Who is that face looking back at me from the mirror? The one with gaunt features, and sharp cheek bones. Bags sunk deep under my eyes looking like purple bruises beneath each one. Haunted eyes. Looking lost and troubled, sometimes dazed; sometimes turned inward lost somewhere in her tortured and troubled thoughts.
I opened the mirrored door and looked inside, staring at the bottles residing there. There stood the solution to the tortured thoughts. The solution to the shame. No longer would I feel dirty. No longer would I feel lower than the dirt beneath my feet. All because of a man that I did not know wo had preyed upon me in the dead of night. When it was midnight black, and the silence was thick all around.
No longer could I stand to be in the darkness at night. A light must be shining trough the darkness dispelling the shadows and giving me an illusion of safety. No longer could I stand the touch of a man. No longer a hug or caress. It caused terror to roll through my mind and caused my body to tremble uncontrollably and to shut down.
Oh, I looked on those pills with such longing. I so wanted the pain to end. I so wanted to sleep through the night without being visited by dreams. I desired to no longer have flashbacks of the event that drove the terror through my mind afresh. I wanted peace. I wanted tranquility. I stood and stared at those pills for the longest time and then slowly closed the mirrored door.
Realizing that pills were not the way to go. I did not want such a permanent solution to my problem.
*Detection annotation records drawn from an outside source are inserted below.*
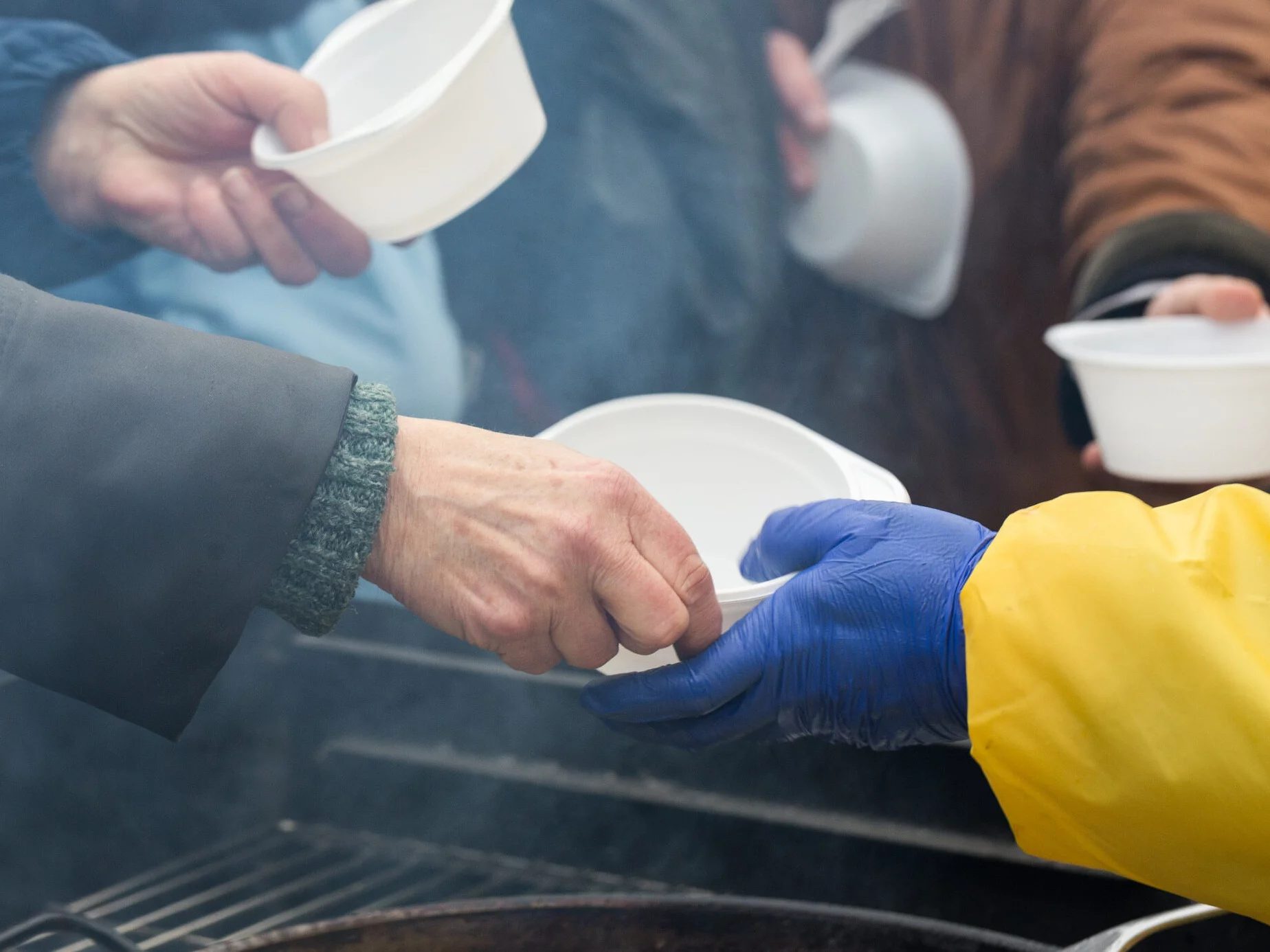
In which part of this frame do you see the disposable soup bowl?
[1045,317,1270,482]
[539,394,860,674]
[252,0,546,241]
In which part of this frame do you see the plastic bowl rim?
[1045,315,1270,371]
[252,0,514,170]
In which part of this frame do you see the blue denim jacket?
[57,0,464,419]
[0,16,142,287]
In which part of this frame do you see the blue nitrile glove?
[581,500,994,750]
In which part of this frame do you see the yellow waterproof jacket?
[961,486,1270,922]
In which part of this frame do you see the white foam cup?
[1045,317,1270,482]
[788,63,973,317]
[252,0,546,241]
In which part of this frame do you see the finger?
[273,181,371,278]
[551,602,617,669]
[594,547,695,655]
[767,30,829,136]
[589,694,767,750]
[1147,274,1270,321]
[740,499,885,581]
[221,168,319,284]
[494,639,564,674]
[630,488,723,657]
[186,175,255,271]
[581,619,770,723]
[1081,443,1104,472]
[208,54,330,151]
[777,126,816,196]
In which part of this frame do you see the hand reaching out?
[767,30,829,194]
[581,500,993,749]
[364,418,722,674]
[33,52,371,284]
[1081,274,1270,472]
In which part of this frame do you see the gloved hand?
[581,500,994,750]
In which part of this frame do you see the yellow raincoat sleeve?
[961,486,1270,922]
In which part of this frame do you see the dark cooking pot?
[0,896,1221,952]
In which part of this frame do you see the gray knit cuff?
[260,383,397,635]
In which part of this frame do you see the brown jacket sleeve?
[1062,0,1270,298]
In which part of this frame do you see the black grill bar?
[21,820,700,952]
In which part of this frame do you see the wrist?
[260,383,397,635]
[944,530,997,740]
[362,416,432,597]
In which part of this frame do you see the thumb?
[210,54,330,151]
[740,499,885,581]
[1147,274,1266,321]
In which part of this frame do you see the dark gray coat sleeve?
[0,278,355,738]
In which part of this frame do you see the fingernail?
[273,185,313,218]
[221,169,252,202]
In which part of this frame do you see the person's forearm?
[0,278,355,736]
[0,18,144,288]
[961,486,1270,919]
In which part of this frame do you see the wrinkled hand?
[767,30,829,194]
[1081,274,1270,472]
[33,54,371,284]
[364,418,722,674]
[581,500,993,749]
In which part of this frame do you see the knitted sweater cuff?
[260,383,397,635]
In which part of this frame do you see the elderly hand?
[364,418,722,674]
[581,500,993,749]
[767,30,829,194]
[33,52,371,284]
[1081,274,1270,472]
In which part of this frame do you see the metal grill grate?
[21,820,698,952]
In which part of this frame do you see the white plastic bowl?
[539,394,908,674]
[788,63,973,317]
[1045,317,1270,482]
[252,0,546,241]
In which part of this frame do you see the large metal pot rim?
[207,894,1059,952]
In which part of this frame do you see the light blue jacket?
[56,0,464,419]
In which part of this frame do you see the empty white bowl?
[788,63,973,317]
[1045,317,1270,482]
[252,0,546,241]
[539,394,906,674]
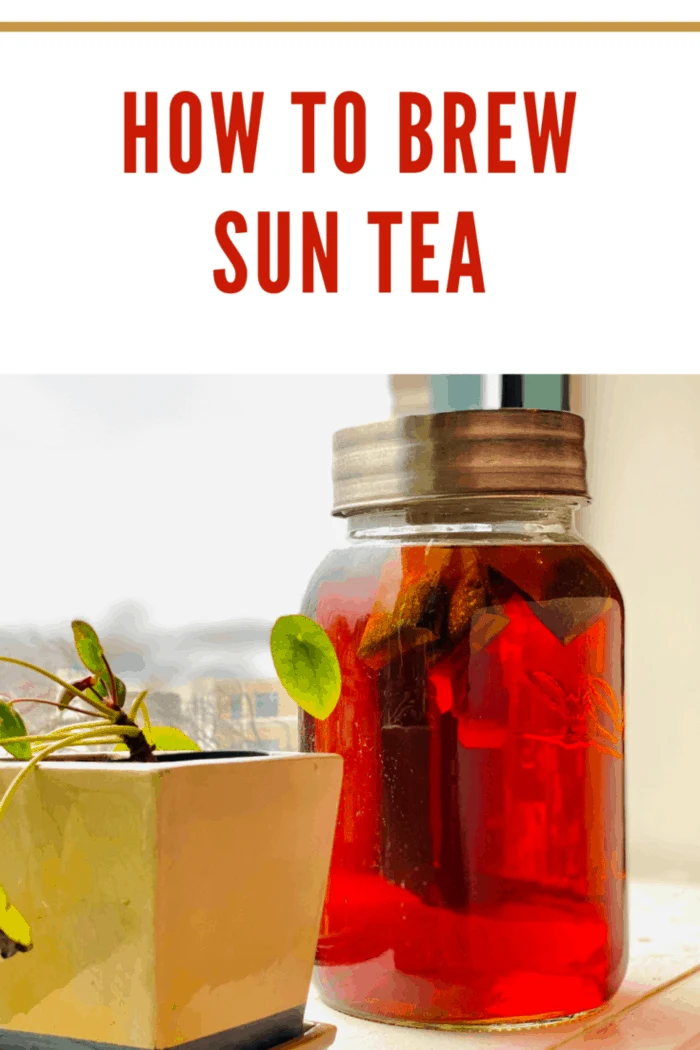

I wanted help. I talked to someone at the hospital., but it was only a band aid on the problem. I slowly slept more and started to look better. But I did not really start to get better until many, many years later when I started therapy and I started writing.
I still cannot bear to in the dark at night. I must have light. But I can actually hug a man. Ave a conversation with a man. So, progress has been made. Hopefully in the future I will be able to be able to get rid if the lights through the night. Then hopefully more progress will have been made.